Un siècle avant l’effraction de ce pamphlet corrosif et incantatoire qui décape avec une audace sans précédent les puissants et leurs symboles dans la ville, les parisiens avaient déjà payé de leur personne.

Le peuple de Paris dont Rabelais remarquait dans Gargantua (1534) qu’il était “ tant sot, tant badaud et tant inepte de nature” s’était déjà prêté au baptême sans concession du facétieux géant qui, du haut des tours de Notre-Dame “en souriant, détacha sa belle braguette et, tirant en l’air sa mentule, les compissa si roulement qu’il en noya deux cent soixante mille quatre cent dix-huit, sans compter les femmes et les petits enfants”.

 

Gargantua pisse sur Paris “par ris” du haut des tours de Notre-Dame, une illustration de Gustave doré, 1855.

Par ris“, dit l’ogre frondeur:”je vais leur payer à boire, mais ce ne sera que par ris” (entendons “pour rire”). Rabelais malmène les racines de la langue et invite une étymologie de Paris dont il faut croire-si l’on considère le peu de cas que les linguistes en ont fait à sa suite- qu’elle hante par le supplice immémorial de la Soif, cette autre torture qu’est l’usage -de la langue comme de l’ivresse- et dont les petits joueurs brûlent déjà dans l’Enfer aseptisé des académismes et des vertiges homologués.
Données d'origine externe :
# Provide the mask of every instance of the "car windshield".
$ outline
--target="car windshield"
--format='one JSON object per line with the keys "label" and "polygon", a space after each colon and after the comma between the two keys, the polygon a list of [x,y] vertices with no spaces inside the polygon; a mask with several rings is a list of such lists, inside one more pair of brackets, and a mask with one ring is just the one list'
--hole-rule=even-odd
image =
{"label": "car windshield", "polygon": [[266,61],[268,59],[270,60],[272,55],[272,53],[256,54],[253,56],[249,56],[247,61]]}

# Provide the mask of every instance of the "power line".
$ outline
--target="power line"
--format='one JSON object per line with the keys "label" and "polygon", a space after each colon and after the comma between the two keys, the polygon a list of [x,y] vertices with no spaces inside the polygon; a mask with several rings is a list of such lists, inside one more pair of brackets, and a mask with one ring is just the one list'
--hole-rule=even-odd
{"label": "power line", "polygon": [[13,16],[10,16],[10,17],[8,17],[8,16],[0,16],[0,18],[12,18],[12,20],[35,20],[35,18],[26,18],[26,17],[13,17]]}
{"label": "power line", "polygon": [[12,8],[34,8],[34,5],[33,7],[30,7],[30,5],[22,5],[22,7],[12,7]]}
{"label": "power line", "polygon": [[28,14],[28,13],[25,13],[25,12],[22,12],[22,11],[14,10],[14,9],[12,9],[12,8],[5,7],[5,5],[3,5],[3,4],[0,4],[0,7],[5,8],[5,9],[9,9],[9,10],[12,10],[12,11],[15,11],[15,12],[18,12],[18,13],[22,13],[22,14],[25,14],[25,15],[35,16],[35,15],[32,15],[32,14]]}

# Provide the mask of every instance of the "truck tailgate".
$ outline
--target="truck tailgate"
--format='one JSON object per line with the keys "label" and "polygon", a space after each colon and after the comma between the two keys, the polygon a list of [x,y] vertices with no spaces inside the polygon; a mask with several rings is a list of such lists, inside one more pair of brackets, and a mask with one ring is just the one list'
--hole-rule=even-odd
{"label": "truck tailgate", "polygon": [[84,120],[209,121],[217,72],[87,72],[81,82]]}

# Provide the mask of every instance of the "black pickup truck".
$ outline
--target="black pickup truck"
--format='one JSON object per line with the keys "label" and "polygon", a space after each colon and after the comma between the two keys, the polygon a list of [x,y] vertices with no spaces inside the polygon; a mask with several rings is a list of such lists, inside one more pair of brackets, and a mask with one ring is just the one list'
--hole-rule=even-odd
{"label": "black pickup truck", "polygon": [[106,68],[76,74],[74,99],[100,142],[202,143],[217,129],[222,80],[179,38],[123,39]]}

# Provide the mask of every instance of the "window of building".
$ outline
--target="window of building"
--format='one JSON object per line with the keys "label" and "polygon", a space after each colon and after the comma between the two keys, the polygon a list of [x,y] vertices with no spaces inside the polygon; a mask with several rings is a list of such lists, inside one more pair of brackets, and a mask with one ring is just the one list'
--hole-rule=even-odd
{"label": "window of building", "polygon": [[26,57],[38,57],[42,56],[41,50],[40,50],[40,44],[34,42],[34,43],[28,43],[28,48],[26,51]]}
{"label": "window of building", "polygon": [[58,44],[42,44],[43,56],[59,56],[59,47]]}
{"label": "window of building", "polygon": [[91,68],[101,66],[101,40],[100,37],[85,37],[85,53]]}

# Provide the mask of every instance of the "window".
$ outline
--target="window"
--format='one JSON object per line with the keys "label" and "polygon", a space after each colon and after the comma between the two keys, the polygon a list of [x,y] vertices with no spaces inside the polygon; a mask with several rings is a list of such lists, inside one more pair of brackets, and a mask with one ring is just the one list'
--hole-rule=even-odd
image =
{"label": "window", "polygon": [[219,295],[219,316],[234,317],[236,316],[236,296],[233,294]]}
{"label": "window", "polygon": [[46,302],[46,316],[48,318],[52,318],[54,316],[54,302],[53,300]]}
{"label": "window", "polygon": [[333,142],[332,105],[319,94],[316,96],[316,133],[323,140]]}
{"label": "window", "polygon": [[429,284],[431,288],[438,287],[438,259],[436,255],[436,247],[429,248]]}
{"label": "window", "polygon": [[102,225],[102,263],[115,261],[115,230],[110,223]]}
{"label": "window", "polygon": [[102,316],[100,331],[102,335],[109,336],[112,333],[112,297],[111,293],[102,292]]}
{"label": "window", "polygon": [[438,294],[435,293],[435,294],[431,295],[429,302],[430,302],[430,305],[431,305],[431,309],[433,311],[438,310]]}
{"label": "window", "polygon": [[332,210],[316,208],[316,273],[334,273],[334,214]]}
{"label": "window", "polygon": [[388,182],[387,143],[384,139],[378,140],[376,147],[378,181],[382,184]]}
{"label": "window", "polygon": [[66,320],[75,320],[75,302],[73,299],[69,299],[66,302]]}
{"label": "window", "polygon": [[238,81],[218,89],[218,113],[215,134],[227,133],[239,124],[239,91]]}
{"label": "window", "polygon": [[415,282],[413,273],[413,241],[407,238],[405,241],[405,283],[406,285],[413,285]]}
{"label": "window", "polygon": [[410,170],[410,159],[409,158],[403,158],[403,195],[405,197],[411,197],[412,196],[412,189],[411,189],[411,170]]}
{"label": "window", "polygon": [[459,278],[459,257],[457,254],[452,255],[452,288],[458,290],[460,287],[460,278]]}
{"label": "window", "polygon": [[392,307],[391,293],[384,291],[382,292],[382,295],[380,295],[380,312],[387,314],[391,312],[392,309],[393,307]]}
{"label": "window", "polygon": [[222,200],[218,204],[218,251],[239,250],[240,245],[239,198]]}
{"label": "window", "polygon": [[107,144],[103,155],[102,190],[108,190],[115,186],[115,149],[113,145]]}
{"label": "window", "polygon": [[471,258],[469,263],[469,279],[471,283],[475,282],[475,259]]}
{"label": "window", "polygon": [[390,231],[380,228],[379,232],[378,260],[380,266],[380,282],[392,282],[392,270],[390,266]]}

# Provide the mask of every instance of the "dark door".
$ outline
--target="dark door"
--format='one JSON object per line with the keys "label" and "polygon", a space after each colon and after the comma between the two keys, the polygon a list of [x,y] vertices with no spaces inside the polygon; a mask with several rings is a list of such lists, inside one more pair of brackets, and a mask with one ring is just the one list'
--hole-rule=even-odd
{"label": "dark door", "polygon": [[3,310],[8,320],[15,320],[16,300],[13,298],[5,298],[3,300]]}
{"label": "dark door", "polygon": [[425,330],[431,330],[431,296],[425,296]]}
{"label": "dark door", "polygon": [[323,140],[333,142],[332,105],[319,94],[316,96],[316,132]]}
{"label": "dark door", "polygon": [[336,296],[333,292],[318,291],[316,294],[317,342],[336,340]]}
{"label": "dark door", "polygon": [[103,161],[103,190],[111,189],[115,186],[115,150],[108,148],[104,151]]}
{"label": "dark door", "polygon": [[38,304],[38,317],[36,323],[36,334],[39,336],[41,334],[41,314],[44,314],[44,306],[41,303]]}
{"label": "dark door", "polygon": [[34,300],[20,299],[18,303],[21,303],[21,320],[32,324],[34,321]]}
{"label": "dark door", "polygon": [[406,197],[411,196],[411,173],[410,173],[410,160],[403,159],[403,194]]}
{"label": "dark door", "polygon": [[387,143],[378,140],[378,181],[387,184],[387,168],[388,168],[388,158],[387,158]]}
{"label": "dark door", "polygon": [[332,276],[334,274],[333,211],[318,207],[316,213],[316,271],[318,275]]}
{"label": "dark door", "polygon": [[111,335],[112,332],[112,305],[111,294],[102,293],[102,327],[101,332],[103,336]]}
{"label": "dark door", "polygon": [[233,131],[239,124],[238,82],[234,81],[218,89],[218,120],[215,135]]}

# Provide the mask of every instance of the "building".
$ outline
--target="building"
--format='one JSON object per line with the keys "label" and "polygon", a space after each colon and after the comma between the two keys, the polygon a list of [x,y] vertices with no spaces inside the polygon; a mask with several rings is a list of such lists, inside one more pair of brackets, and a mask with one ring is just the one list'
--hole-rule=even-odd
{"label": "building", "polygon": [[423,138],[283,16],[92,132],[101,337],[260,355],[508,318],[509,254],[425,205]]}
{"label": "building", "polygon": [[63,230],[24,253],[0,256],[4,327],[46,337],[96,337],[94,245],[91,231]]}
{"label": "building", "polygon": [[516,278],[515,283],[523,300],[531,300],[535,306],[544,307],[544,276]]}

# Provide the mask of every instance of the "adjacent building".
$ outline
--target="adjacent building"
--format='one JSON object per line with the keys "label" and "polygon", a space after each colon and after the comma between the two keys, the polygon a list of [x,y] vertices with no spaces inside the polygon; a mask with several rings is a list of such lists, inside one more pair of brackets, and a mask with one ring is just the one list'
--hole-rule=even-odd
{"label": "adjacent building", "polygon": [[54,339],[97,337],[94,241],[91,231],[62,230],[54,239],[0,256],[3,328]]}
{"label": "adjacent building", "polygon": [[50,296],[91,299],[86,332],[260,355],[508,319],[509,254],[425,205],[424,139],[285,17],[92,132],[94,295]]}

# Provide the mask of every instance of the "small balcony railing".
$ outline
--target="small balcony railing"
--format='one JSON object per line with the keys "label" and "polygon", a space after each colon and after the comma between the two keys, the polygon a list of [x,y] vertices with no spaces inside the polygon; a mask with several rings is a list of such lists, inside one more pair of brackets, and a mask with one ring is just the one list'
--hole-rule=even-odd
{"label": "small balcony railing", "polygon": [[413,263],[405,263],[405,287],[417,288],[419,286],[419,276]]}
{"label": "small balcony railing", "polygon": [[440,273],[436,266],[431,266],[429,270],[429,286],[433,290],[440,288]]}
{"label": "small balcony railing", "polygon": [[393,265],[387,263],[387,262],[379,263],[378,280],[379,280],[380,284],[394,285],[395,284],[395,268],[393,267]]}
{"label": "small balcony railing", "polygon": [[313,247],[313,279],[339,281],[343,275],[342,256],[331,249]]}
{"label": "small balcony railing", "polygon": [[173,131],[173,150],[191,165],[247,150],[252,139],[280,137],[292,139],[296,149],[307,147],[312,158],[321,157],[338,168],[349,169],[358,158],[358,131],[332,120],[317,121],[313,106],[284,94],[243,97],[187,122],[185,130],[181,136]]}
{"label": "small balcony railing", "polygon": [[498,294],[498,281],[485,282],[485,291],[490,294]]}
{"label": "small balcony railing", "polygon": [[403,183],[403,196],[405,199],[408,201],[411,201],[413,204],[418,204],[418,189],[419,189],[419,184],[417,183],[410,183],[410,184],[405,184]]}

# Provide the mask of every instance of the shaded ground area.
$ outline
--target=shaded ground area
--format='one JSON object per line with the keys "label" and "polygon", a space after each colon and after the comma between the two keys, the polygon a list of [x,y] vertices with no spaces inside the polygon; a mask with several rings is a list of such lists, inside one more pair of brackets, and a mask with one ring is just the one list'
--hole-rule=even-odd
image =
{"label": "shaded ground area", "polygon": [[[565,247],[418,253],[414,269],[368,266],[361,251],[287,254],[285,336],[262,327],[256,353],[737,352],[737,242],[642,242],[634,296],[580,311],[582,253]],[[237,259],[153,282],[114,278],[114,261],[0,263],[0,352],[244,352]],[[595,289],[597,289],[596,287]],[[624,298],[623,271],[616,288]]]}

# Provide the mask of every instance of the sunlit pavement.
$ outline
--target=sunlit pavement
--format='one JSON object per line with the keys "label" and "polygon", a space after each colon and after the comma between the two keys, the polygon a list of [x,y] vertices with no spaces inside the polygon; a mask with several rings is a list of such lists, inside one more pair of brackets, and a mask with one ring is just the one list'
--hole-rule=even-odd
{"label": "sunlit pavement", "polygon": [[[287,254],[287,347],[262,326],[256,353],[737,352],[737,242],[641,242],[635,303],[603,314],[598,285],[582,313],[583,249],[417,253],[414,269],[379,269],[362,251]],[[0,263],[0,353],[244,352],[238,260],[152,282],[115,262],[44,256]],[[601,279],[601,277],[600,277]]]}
Inversion carnavalesque, initiation, rite de passage: les déjections humaines mettent Le Petit derechef sur la piste d’une étymologie pour le moins subversive de l’ancien nom de la ville de Paris qu’il repêche lui-même chez Guillaume le Breton, un obscur chroniqueur du temps de Philippe Auguste, lequel fait remonter le nom “Lutèce” à la racine gauloise (lut-)>la boue, la fange…la merde. Lutèce, “cité fangeuse, cité de merde”: voilà qui relève on ne peut mieux et voire même justifie la mordante diatribe du poète!

Paris est une ville de merde: le programme est lancé. Au sens propre…et surtout au figuré. Comme dans l’interprétation des Écritures, la matière s’ennoblit de tous ses sens. Allégorique et littérale, la merde vaut parabole: parabole d’un siècle (le grand siècle de Louis XIV) où tout ce qui brille n’est pas or, mais plutôt tout le contraire…

Sous la plume de Le Petit qui emprunte un itinéraire psycho-géographique dans Paris, devançant de quelques siècles l’arpentage incantatoire et subversif des dérives d’un Guy Debord, la ville découvre au hasard de la marche, derrière le fard apprêté des monuments et de la chaire encensée des parvenus et des puissants, la matière fécale très occulte que l’alambic du poème détransmute et voilà qu’il nous l’offre en pâture, en lecture.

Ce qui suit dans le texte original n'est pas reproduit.